How do you actually build a better teacher, particularly in NYC?
People usually cite two ways to do this. One (which the [former Mayor Michael] Bloomberg administration often talked about) is accountability -- we should boost the incentives for good work by firing bad teachers and rewarding good ones. The other approach (which teachers unions sometimes cite) is autonomy -- we should give teachers the freedom they need to unleash their inner creativity. But neither of these approaches works, because both assume that teaching is a natural-born talent. In fact, teaching is a skill. So the best way to build better teachers is to help teachers learn to teach. Give them good teachers, good materials and time to be better, and they will improve.
Does the process of training teachers in NYC work?
In New York City, teachers need a graduate degree to become certified to teach. But our state certification standards have come under a lot of criticism, and rightly so. As I describe in my book, the pass rate for the teacher certification exam across New York State was 92%. By comparison, the pass rate for New York's cosmetology certification exam was 59%.
What are the expectations of teachers from the school, parents and NYC government?
Everyone wants the same thing -- for teachers to help students learn what they need to know to succeed in life, college and work. The difference is in how we expect them to do it. Great schools know that they need to support teachers to help them learn, and so do parents, but often school officials focus more on how to measure which teachers are doing a better job than on helping them learn how to do it.
How does standardized testing affect the quality of teachers and teaching?
Tests play a huge role in affecting how teachers teach and how they are measured -- and unfortunately not always a good one. Today's tests wind up reducing academic rigor. And they also create a lot of mistrust, since state officials use them to evaluate teachers even though the tests weren't designed to do that. Evaluation can be useful, but only if it's supplemented with real supports for how to learn to do what you're being evaluated on.
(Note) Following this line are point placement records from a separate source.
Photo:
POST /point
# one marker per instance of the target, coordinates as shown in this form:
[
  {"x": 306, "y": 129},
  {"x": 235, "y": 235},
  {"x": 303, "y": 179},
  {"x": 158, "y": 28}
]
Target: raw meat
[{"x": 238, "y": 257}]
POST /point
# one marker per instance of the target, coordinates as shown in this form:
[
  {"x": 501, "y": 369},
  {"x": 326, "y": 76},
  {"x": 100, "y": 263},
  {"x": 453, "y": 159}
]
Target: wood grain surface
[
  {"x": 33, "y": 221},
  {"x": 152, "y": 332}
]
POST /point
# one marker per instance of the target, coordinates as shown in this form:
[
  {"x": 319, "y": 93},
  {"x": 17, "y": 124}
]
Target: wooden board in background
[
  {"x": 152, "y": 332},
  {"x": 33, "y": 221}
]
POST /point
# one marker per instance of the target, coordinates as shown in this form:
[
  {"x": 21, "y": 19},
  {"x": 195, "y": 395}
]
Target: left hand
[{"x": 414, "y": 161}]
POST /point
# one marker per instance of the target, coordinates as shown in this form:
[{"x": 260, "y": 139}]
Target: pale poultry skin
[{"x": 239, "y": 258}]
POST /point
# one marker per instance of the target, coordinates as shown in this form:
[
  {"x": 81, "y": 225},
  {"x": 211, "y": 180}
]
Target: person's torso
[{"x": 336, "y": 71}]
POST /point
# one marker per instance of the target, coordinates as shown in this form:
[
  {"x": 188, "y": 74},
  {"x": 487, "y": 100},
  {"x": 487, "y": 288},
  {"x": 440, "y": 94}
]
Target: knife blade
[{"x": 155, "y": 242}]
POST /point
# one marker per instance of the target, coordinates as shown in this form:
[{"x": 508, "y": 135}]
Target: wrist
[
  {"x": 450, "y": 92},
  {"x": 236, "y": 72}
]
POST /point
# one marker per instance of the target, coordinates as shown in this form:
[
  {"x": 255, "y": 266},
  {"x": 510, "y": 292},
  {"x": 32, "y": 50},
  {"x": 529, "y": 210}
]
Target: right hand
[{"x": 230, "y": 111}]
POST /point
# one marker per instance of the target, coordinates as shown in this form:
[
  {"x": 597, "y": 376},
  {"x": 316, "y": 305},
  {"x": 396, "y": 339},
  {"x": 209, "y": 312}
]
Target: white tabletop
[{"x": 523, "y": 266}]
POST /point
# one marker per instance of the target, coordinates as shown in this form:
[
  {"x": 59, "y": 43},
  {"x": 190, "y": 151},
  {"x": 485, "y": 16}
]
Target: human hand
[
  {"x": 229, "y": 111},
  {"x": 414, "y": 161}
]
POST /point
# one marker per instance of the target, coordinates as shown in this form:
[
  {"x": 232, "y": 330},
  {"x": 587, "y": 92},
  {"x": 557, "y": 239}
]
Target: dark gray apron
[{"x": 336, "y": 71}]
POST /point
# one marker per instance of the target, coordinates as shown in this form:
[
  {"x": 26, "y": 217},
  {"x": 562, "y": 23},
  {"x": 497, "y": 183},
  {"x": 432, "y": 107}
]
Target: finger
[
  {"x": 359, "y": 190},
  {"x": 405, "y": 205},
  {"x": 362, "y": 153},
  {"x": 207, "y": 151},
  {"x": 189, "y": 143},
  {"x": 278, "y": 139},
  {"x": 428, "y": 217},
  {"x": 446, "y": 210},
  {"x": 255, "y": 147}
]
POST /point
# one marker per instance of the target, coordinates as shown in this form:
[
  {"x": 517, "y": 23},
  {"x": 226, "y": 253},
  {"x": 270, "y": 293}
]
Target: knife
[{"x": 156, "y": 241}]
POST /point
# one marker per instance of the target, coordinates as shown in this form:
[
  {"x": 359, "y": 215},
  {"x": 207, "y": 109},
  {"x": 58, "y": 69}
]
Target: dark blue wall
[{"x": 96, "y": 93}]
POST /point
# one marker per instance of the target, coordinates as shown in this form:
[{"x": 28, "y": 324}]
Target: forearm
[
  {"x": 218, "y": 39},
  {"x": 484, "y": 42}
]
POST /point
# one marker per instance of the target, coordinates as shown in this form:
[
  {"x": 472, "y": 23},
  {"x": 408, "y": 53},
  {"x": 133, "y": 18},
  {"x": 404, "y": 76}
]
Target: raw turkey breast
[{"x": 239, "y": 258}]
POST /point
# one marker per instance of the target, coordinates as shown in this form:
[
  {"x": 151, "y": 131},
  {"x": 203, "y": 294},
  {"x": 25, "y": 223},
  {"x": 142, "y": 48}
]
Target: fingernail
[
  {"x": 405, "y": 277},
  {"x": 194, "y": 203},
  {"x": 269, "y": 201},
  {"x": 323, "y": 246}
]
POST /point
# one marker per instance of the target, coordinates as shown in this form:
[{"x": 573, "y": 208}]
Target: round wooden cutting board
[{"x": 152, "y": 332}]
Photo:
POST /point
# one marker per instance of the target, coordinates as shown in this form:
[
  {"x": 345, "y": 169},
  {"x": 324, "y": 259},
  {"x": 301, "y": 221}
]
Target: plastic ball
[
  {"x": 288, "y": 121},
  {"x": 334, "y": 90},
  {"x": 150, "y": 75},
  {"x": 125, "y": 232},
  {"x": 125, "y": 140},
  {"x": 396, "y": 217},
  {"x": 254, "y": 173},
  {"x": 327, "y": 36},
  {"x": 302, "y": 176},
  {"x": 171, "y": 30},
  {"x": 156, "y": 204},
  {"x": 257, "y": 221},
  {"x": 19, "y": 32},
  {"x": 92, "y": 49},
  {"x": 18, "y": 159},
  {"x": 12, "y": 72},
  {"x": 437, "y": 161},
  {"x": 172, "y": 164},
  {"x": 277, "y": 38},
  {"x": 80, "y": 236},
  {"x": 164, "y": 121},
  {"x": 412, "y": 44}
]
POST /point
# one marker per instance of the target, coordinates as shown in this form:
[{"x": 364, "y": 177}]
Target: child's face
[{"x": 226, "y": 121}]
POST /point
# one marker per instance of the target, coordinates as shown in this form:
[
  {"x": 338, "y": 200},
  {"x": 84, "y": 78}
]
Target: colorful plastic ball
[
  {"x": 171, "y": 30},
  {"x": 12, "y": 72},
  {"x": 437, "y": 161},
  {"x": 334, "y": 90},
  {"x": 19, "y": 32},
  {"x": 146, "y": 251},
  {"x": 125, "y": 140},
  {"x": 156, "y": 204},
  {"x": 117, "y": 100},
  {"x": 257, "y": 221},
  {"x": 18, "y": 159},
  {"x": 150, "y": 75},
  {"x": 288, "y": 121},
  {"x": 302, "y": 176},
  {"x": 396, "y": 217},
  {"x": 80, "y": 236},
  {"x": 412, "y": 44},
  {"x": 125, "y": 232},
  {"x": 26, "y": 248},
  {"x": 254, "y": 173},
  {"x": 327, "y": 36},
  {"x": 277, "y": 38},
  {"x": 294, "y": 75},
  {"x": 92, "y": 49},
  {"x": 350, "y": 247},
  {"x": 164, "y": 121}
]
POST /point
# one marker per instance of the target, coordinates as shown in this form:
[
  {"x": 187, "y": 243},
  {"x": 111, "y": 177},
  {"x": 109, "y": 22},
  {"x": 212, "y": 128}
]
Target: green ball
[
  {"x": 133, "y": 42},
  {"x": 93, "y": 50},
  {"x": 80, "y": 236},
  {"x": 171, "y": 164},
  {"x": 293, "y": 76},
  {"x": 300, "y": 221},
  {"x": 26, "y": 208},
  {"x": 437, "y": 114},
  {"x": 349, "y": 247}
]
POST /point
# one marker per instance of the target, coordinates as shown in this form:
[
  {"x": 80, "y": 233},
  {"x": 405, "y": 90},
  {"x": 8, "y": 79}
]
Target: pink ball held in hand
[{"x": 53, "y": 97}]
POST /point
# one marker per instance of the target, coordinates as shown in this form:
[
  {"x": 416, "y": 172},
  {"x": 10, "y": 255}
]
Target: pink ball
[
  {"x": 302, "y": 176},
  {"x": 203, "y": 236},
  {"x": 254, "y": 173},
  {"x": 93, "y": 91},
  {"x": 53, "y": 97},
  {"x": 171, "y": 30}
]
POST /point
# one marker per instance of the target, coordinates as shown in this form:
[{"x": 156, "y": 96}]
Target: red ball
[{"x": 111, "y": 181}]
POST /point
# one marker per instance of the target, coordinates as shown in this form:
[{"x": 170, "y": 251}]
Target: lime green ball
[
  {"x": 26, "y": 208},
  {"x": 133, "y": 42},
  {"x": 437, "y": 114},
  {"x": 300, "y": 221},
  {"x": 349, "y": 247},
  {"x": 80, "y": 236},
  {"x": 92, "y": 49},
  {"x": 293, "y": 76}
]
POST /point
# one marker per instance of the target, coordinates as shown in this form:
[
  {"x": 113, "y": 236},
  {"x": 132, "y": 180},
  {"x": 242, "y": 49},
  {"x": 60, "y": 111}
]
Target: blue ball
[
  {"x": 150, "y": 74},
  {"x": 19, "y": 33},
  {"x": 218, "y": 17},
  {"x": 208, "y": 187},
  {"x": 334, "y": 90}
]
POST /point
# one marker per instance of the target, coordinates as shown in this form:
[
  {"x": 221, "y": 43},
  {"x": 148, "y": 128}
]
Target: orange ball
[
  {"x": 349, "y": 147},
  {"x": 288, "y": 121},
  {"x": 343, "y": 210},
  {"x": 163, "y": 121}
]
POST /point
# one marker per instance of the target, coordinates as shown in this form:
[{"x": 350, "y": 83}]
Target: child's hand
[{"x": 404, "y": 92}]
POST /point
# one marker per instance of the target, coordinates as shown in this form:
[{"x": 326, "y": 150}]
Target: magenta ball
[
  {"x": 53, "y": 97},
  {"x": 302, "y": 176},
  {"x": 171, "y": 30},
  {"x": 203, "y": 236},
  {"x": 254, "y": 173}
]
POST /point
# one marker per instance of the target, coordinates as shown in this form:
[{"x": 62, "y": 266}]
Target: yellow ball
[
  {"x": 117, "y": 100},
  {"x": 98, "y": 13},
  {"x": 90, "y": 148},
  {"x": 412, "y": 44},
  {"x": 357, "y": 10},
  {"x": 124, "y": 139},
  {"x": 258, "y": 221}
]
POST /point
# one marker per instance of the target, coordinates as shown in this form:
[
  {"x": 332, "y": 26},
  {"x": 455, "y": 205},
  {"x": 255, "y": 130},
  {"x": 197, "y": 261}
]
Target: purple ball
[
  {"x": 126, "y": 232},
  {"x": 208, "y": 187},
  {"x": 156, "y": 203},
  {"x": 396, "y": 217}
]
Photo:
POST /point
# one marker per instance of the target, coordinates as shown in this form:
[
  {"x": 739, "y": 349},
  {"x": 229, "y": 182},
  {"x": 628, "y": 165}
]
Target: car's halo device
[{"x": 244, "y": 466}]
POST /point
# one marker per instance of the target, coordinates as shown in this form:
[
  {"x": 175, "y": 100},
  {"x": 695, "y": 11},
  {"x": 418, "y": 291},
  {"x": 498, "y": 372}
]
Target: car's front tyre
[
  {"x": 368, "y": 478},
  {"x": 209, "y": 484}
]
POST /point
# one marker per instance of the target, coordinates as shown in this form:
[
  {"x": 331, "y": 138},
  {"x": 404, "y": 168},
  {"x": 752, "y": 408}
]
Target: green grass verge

Without that, it's actually counterproductive.
What are common techniques that help children pay attention?
Most people assume some teachers just have a special "it" that makes children pay attention to them, while others don't. But when Doug Lemov, a former teacher and principal who is one of the main characters in my book, studied great teachers, he found that what looked like magic was actually technique. One example is the technique called "What to Do." Instead of focusing on what students have done wrong, great teachers describe in painstaking detail exactly what they expect them to do instead.